Outro aspecto importante do direito grego antigo era a ideia de vingança, que era vista como
um direito legítimo para as famílias das vítimas de crimes. Esse sistema foi gradualmente
substituído pelo sistema de justiça pública e tribunais. Um aspecto notável da lei grega era a
clara distinção entre direito material e processual. O direito substantivo era o próprio fim que
a administração da justiça buscava alcançar, enquanto o direito processual tratava dos meios e
instrumentos pelos quais o fim deveria ser alcançado, regulando a conduta e as relações dos
tribunais e litigantes com relação ao próprio litígio . A lei processual determinava a conduta e
as relações relativas às matérias contenciosas. Os gregos atribuíam grande importância ao
aspecto processual do direito, evidenciado como: ações privadas (diké) são aquelas que
dizem respeito a questões entre indivíduos, enquanto as ações públicas (graphé) são aquelas
que dizem respeito a questões entre indivíduos e a comunidade como um todo. Alguns
exemplos de ações privadas são: Assassinato (diké phonou): quando alguém mata outra
pessoa. Perjúrio (diké pseudomartyrion): quando alguém mente sob juramento. Propriedade
(diké blabes): quando há uma disputa sobre a propriedade de um bem. Assalto (diké aikias):
quando alguém rouba algo usando violência ou ameaça. Ação envolvendo violência sexual
(diké biaion): quando há uma violação sexual. Ilegalidade (diké paranomon): quando alguém
age de forma contrária à lei. Roubo (diké klopes): quando alguém furta algo. Alguns
exemplos de ações públicas são: Contra oficial que se recusa a prestar contas (graphé
alogiou): quando um funcionário público se recusa a prestar contas de seus atos. Por
impiedade (graphé asebeias): quando alguém age de forma ímpia, ou seja, sem respeito aos
deuses ou às leis. Contra oficial por aceitar suborno (graphé doron): quando um funcionário
público aceita dinheiro ou favores em troca de serviços. Contra estrangeiro pretendendo ser
cidadão (graphé xenias): quando um estrangeiro tenta se passar por cidadão e usufruir dos
mesmos direitos. Contra o que propôs um decreto ilegal (graphé paranomon): quando alguém
propõe uma lei ou decreto que é contrário à lei existente. Por registrar falsamente alguém
como devedor do Estado (graphé pseudengraphes): quando alguém registra falsamente outra
pessoa como devedora do Estado. A retórica grega foi um instrumento essencial de persuasão
jurídica na Grécia Antiga, já que o processo era conduzido por litigantes que defendiam seus
próprios casos diante de um júri popular composto por cidadãos comuns. Não havia juízes,
promotores ou advogados como os conhecemos hoje. O objetivo era manter a administração
da justiça nas mãos de amadores, tornando o processo barato e rápido. Todos os julgamentos
eram aparentemente completados em um dia, e os casos privados muito mais rápidos do que
isso. A retórica da persuasão, portanto, era essencial para o sucesso do litigante. A oratória
grega forense tem recebido mais atenção nos últimos anos, sendo valorizada como evidência
do direito ateniense e do estudo mais amplo da sociedade de Atenas. As sessões de
julgamento eram chamadas de dikasterias e eram realizadas por um tribunal popular chamado
heliaia, composto por seis mil cidadãos, escolhidos aleatoriamente anualmente. Os jurados,
chamados dikastas, eram escolhidos novamente antes de cada julgamento, para evitar fraudes.
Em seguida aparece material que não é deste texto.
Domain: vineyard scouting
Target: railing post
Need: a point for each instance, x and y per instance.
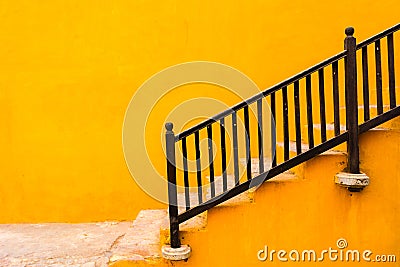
(351, 101)
(172, 191)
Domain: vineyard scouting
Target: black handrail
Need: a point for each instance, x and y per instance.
(378, 36)
(286, 82)
(353, 129)
(259, 96)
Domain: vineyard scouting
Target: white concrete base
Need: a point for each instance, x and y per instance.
(176, 254)
(352, 181)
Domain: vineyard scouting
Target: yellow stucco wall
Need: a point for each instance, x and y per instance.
(68, 70)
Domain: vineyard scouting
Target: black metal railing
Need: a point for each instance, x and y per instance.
(336, 76)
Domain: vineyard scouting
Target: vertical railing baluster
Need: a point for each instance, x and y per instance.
(351, 101)
(211, 159)
(273, 130)
(285, 111)
(260, 137)
(248, 139)
(392, 83)
(297, 116)
(185, 173)
(223, 156)
(235, 148)
(322, 115)
(335, 86)
(364, 52)
(198, 166)
(378, 66)
(310, 123)
(172, 190)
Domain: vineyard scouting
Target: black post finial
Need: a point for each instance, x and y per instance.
(169, 126)
(349, 31)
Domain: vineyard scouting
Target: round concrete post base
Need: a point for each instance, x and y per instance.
(176, 254)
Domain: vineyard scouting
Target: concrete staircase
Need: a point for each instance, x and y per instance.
(299, 209)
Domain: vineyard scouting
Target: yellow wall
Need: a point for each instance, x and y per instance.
(69, 69)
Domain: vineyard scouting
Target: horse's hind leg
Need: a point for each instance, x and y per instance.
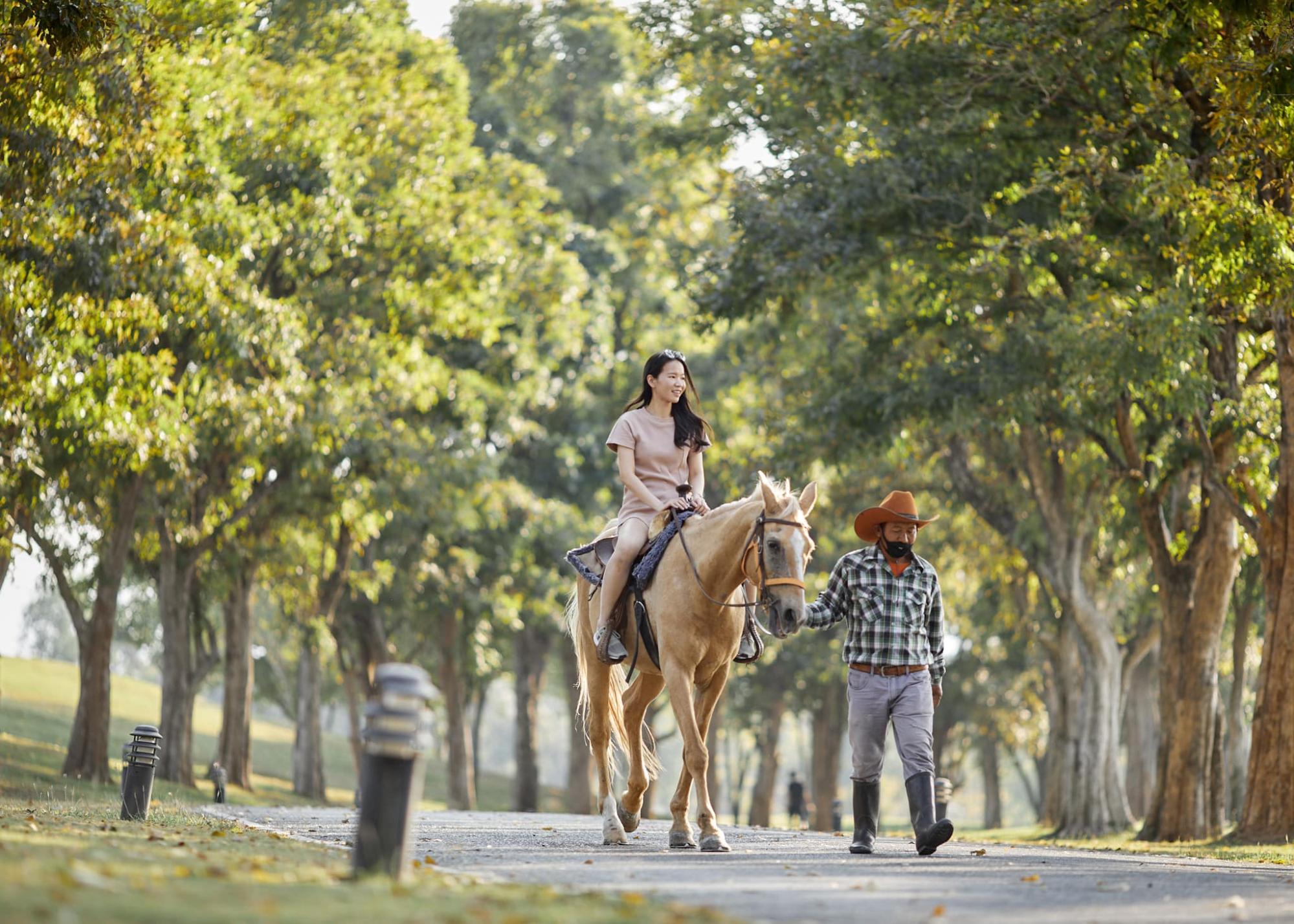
(712, 839)
(680, 683)
(640, 696)
(599, 743)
Eles eram pagos por seus serviços e seu papel era semelhante ao de um jurado moderno. Não
havia juízes profissionais e a decisão foi tomada por maioria de votos. Os litigantes
apresentaram seus casos em um discurso contínuo, e o julgamento foi essencialmente um
exercício de retórica e persuasão. Para ajudá-los em seus discursos, eles poderiam contratar
logographers, redatores de discursos profissionais que foram um dos primeiros tipos de
advogados da história. Em meados do século IV aC, a prática estava firmemente estabelecida,
e os litigantes não fingiam mais que o ajudante era um amigo, mas sim um profissional.